The evolution of the Warehouse District, now often known as the North Loop, hits close to home for me.

I worked summers and school breaks there 45 years ago, loading and unloading trucks for a fabric company to help make tuition at DeLaSalle High School, and to salt money away in my Grain Belt/higher education fund.

Back then, the TractorWorks Building at 800 N. Washington Av. and an adjacent warehouse were grimy, barren places. We worked in T-shirts in the summer and heavy coats in the winter on the loading dock.

Recently, Lynette Dumalag of commercial real estate firm NTH informed me that the rents in the trendy TractorWorks building for some of the marketing-specialty food-and-technology firms approach the per-square rate on the lower floors in downtown’s Capella Tower skyscraper.

Imagine that. Rent in the gentrified Warehouse District is “just like downtown,” as we used to say. The “net rents” in both buildings, depending upon footprint size and floor, basically run from about $14 to $19 per square foot.

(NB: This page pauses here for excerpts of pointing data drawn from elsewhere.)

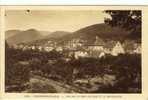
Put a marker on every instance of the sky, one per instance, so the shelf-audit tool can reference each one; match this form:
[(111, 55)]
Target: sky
[(52, 20)]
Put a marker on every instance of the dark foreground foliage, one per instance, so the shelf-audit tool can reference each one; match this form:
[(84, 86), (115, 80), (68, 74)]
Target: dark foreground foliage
[(20, 64)]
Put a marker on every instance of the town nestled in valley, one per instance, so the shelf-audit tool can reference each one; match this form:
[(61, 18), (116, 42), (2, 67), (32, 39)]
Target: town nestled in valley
[(100, 58)]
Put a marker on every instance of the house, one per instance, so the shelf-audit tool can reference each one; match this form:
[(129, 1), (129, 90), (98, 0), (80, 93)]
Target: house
[(98, 45), (79, 54), (117, 49), (48, 48), (59, 49), (97, 49), (137, 49), (40, 48)]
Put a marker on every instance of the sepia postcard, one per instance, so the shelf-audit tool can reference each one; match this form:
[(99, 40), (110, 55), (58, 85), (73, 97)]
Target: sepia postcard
[(74, 52)]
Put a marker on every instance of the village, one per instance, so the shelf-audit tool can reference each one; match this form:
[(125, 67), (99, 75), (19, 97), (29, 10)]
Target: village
[(79, 48)]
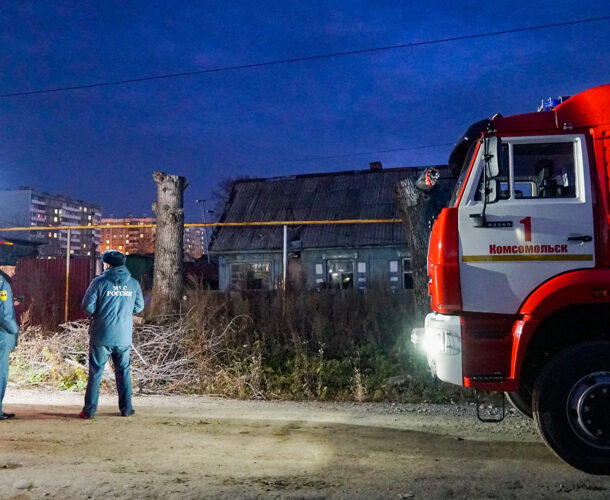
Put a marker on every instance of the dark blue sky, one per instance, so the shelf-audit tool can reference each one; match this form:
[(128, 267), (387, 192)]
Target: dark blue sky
[(103, 144)]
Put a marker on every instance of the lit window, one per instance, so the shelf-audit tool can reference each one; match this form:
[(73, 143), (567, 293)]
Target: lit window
[(407, 274), (340, 273), (251, 276)]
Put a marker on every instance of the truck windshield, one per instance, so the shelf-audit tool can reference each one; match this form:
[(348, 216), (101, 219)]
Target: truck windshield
[(463, 172)]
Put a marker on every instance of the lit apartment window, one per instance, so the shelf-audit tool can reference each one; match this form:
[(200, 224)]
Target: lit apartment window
[(407, 274)]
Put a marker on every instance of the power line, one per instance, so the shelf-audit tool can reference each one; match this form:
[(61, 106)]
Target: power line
[(306, 58), (373, 152)]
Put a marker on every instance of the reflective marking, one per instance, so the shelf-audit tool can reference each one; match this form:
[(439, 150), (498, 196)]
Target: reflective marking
[(526, 258)]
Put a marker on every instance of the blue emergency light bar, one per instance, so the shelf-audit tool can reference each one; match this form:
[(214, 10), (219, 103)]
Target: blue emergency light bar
[(550, 103)]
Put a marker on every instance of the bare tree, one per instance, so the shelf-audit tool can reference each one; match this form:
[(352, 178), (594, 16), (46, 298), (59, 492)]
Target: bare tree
[(418, 208), (167, 286)]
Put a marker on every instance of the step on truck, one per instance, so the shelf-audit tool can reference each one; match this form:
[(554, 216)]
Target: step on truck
[(519, 271)]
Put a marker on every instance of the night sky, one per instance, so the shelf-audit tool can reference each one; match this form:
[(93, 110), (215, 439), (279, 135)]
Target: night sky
[(103, 144)]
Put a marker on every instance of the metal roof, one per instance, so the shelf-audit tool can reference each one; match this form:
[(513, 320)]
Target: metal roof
[(358, 194)]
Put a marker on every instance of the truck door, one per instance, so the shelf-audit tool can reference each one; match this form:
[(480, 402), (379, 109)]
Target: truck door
[(539, 226)]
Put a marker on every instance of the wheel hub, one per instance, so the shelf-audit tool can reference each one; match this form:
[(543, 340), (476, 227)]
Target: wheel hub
[(589, 409)]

That’s before operating costs and taxes, which run higher in the downtown district.

Regardless, the TractorWorks building, which comes complete with Bar La Grassa and a health club, proves what you can witness as you go from strong-back laborer to no-heavy-lifting typist. The 105-year-old building sold for $55 million in 2015, double what it sold for in 2008.

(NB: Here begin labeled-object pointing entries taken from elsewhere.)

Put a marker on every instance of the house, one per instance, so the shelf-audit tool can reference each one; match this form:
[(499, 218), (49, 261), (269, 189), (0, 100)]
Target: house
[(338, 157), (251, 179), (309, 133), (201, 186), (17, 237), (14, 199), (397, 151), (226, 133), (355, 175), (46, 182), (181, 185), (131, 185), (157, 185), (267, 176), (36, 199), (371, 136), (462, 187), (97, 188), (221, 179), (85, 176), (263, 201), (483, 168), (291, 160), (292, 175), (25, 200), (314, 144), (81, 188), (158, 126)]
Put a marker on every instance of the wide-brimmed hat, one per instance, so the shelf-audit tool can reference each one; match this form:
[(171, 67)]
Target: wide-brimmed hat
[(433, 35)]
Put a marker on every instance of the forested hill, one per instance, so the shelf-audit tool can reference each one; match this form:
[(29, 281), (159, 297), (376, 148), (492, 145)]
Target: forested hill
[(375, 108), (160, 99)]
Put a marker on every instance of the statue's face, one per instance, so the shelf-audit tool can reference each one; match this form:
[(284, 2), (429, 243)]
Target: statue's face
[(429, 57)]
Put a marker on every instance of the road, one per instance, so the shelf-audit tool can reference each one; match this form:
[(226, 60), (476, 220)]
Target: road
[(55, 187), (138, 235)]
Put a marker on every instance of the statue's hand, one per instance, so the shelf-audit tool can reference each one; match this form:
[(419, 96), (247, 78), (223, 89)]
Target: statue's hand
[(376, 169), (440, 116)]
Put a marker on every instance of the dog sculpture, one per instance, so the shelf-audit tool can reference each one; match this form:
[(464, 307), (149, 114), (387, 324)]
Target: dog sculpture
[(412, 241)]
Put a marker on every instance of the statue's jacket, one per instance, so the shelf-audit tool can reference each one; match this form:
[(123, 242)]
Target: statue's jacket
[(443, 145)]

Merchants Financial Group underscores banking’s rebound

Winona-based Merchants Financial Group, 140 years old and owned by employees and hundreds of others in southeastern Minnesota, appears a proxy for the resurgent Minnesota community banking business.

Merchants, with 425 employees, earned $12.3 million last year, a shade less than its best year of 2012.

Commercial loan growth, a harbinger of future things, rose 14 percent over 2013 at the bank, which has deposits of $1.2 billion. CEO Rodney Nelson gave credit to hardworking employees and loyal, expanding customers.

Minnesota banks outperformed analysts’ profitability expectations last year, according to the Minneapolis Federal Reserve Bank. Loan growth, an indicator of future profits, soared 6.6 percent last year. That was well above the 3.1 percent growth seen in 2013 and the median of just over 4 percent since 2000. Feldman lifted his forecast for 2015 loan growth to a range of 5.6 percent to 9.6 percent.

Twin Cities is in Big 10 of bartending trade

This just in from CareerBuilder, the labor-market intelligence gatherer: The Twin Cities area ranks No. 9 in the country on the ratio of bartenders per 1,000 residents, at 2.6!

We’re better than Providence, R.I., and Seattle-Tacoma, Wash., but behind, you guessed it, beer-swilling Milwaukee.

The two cities with the largest tourism-related industries, lead the country. They are Las Vegas at 5.5 and New Orleans, 3.4. CareerBuilder tells us that oil-boom states North Dakota and Montana, boast the biggest tender-to-population ratio for states, at 5.2 each.

Beer, booms and busts always are bedmates.

There are nearly 580,000 bartenders in the U.S., which CareerBuilder says makes the national average about 1.8 bartenders per 1,000 Americans. More proof that this is a great country.